“サバクトビバッタ”襲来で食糧危機?

 先ほど、新型コロナウイルスの感染拡大が鈍化していることをきっかけとして、中国で消費の回復期待が生じ、その消費回復期待が、穀物価格の反発の一因になっていると述べました。ここからは、この点以外の、足元の穀物価格の反発を支える材料について述べます。

・小麦:新型コロナウイルス感染拡大が続く欧米で、備蓄を拡大する思惑が浮上している。
・トウモロコシ:特に、新型コロナウイルス感染拡大が続く米国で移動制限がかかり、トウモロコシ由来のバイオ燃料の消費が減少する懸念が浮上。2020年度の生産に向け、米国で4月以降行われる作付け作業において、作付面積が2月の米農務省の展望会議で出された見通しを上回る可能性が浮上している。
・大豆:2020年度の生産に向け、米国で4月以降行われる作付け作業において、作付面積が2月の米農務省の展望会議で出された見通しを下回る可能性が浮上している。新型コロナウイルスの感染拡大予防のため、アルゼンチンでは港の稼働を延期すると発表され、同国からの大豆供給が一時的に停止している可能性がある。

 トウモロコシについては、下落要因があることがわかります。先述の騰落率ランキングでも下落したことが確認できますが、実際には、先週半ばから後半にかけて、反発色を強めました。トウモロコシにおいても、価格を反発させる別の材料があるわけです。

 それは、トウモロコシを含む穀物の供給のひっ迫懸念を生じさせる“サバクトビバッタ”が大量発生したことにより、世界規模の食料供給の安全保障上の問題が浮上していることです。昨年までの長雨の影響で、現在、東アフリカと中東、南アジアなどの複数の地域で同バッタの大群が発生しています。
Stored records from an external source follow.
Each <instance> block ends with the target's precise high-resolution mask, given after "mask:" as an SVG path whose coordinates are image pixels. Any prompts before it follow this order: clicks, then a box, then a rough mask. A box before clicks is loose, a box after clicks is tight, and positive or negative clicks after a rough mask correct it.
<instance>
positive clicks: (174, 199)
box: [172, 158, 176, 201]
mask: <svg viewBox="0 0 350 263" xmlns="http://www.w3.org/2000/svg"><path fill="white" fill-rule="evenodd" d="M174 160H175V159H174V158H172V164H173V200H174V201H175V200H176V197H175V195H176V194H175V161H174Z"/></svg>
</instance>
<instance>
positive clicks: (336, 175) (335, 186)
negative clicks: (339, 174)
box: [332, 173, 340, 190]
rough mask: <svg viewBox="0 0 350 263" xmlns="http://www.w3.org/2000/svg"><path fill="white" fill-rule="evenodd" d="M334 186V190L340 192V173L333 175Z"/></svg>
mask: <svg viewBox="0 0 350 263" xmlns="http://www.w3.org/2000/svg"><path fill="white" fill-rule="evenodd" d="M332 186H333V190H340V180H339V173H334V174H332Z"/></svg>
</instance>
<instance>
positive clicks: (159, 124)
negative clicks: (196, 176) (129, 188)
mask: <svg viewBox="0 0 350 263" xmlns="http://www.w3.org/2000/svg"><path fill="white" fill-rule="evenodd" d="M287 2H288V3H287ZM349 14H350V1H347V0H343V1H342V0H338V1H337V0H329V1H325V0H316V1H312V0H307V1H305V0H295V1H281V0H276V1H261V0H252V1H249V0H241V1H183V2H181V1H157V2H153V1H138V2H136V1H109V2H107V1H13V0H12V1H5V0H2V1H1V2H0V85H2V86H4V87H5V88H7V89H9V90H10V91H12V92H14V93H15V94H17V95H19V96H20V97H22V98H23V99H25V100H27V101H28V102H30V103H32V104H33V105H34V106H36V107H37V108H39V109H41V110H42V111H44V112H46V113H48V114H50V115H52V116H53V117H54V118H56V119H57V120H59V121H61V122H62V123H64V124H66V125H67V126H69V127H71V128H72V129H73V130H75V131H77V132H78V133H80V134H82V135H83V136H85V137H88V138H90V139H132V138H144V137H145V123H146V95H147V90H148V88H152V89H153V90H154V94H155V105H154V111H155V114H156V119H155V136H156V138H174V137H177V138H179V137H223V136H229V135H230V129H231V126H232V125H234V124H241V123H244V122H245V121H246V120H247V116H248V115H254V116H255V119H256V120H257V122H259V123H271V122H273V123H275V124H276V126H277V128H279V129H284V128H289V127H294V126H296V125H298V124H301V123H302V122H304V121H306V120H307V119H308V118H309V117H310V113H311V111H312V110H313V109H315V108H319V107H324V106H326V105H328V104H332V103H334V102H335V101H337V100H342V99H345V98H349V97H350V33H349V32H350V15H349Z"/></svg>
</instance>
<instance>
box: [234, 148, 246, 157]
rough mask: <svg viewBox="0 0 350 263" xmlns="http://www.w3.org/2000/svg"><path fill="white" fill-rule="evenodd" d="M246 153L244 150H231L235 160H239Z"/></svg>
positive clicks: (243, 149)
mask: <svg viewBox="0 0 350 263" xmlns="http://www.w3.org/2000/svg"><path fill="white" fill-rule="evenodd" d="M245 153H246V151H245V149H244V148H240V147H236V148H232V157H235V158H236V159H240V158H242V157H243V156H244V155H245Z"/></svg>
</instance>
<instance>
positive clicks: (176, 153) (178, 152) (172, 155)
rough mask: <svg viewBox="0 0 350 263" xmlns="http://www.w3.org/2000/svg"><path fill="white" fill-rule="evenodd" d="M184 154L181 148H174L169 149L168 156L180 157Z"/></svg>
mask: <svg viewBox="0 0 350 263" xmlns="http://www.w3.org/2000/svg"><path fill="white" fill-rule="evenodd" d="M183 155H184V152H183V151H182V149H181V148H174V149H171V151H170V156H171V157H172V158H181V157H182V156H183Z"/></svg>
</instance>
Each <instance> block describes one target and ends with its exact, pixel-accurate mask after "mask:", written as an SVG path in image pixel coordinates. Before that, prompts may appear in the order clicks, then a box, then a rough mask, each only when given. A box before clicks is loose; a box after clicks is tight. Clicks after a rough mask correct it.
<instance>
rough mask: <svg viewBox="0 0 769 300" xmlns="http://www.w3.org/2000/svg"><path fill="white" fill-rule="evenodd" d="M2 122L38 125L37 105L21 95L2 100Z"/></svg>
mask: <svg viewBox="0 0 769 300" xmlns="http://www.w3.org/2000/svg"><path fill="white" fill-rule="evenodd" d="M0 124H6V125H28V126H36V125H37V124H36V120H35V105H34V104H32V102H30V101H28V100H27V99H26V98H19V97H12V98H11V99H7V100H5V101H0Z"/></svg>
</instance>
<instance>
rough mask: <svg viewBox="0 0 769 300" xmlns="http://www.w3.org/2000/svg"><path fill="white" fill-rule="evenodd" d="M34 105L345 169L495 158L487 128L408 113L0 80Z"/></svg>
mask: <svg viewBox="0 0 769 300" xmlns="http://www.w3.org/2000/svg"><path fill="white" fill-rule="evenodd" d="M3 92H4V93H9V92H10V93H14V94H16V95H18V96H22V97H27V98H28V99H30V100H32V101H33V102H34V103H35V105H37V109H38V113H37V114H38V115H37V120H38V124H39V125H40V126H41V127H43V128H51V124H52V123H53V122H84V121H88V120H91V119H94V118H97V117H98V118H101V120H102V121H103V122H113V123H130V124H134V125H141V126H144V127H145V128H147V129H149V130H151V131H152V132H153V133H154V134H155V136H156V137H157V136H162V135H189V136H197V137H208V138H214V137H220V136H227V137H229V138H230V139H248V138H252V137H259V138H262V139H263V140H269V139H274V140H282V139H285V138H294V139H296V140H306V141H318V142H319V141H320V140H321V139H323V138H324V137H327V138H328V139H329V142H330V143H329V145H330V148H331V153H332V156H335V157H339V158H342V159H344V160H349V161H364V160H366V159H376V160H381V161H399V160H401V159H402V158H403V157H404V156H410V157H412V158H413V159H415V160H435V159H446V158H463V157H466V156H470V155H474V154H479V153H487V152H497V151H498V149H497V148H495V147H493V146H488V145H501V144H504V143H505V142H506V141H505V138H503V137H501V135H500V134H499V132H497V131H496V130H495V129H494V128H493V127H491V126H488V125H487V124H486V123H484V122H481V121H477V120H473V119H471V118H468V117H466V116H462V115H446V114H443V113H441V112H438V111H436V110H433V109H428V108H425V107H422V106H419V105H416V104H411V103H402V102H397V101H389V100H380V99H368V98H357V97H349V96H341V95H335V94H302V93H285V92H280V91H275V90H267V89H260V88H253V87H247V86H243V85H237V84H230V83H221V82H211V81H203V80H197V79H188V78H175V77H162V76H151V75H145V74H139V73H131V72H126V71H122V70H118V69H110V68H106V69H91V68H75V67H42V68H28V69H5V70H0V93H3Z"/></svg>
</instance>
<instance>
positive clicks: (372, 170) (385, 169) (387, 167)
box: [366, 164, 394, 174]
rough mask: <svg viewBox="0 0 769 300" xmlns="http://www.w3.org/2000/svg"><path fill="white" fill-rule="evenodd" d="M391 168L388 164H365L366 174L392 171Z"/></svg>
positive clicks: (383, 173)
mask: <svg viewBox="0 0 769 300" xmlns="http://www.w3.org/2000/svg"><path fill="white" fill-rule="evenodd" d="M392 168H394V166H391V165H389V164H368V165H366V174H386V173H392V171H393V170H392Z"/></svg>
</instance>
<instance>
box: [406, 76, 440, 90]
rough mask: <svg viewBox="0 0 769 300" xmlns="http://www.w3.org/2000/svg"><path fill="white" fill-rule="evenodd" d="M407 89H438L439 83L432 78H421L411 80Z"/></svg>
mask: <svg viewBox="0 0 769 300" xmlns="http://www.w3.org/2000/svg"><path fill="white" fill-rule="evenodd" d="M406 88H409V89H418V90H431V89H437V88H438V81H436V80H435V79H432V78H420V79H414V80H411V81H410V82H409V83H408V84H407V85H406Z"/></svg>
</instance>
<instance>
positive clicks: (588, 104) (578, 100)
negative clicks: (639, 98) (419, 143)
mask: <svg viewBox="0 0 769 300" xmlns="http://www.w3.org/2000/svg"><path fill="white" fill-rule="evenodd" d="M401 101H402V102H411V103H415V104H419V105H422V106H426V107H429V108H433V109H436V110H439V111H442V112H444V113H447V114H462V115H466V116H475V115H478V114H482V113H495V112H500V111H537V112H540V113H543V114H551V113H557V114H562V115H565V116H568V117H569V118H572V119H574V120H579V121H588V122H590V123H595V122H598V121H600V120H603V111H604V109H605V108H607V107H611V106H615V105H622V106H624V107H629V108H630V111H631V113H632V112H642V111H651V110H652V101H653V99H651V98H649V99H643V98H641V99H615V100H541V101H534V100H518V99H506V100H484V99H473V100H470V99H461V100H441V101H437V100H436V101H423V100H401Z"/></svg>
 FAO(国際連合食糧農業機関)は、現在大量発生しているサバクトビバッタの情報について、関連するケニア、エチオピア、イエメン、イラン、スーダン、エリトリア、エジプト、オマーンに対し、バッタの群れなどの情報を更新しました。先週半ばに行われたこの情報更新と時をほぼ同じくして、穀物相場の反発が鮮明になりました。

 サバクトビバッタは、成虫になると体長が5センチメートル前後になり、大量発生した場合、1平方キロあたり数千万匹規模の巨大な群れをつくることがあると言われています。

 サバクトビバッタの生息地域は、北西アフリカから東アフリカにかけたサハラ砂漠を含むアフリカ大陸北部の大部分、アラビア半島などの中東地域、そしてインド西部を含む南アジアなどです。

 飛行能力が非常に高いこのバッタは、大群となり、風に乗って、1日あたり百キロ以上、移動することが可能です。このため、アフリカ大陸とアラビア半島の間の紅海や、サウジアラビアとイランの間のペルシャ湾、北アフリカとヨーロッパの間の地中海などの海を渡ることができます。10日間で、西アフリカからカリブ海まで、大西洋を渡ったという記録もあります。

 サバクトビバッタは大量発生時、国をまたいだ大規模な農作物への被害をもたらします。数千匹規模で移動をしながら、一日に数万人分の食糧に相当する穀物などの農作物を食い荒らします。このバッタは、農作物(トウモロコシ、米、麦など)であっても農作物でなくても、緑色の植物を食べるといわれています。

 1987~1989年、2003~2005年にかけて、主にアフリカ北部を中心に発生したサバクトビバッタの被害によって、農家の収入減少や、食料の供給不足、被害地域の治安悪化などの複数の悪影響が発生しました。

 そして現在、サバクトビバッタは、エチオピアやケニア、ソマリアなど東アフリカから、パキスタンやインド西部にかけて複数の箇所で大規模発生し、いくつかの国では緊急事態が宣言されています。目下進行中の、サバクトビバッタの大量発生が及ぼす食糧危機の懸念もまた、足元の穀物価格の反発の一因と言えると筆者は考えています。

 このバッタの最高到達高度は2,000メートルと言われていることから、ヒマラヤ山脈を越えることはないと考えられ、このバッタが中国で猛威を振るう可能性は低いとみられます。しかし、現在、チベットの税関では、念のため、バッタの侵入が起きていないかの確認が行われているとの報道があります。この報道は、サバクトビバッタの大群と中国が無縁でないことを示していると思います。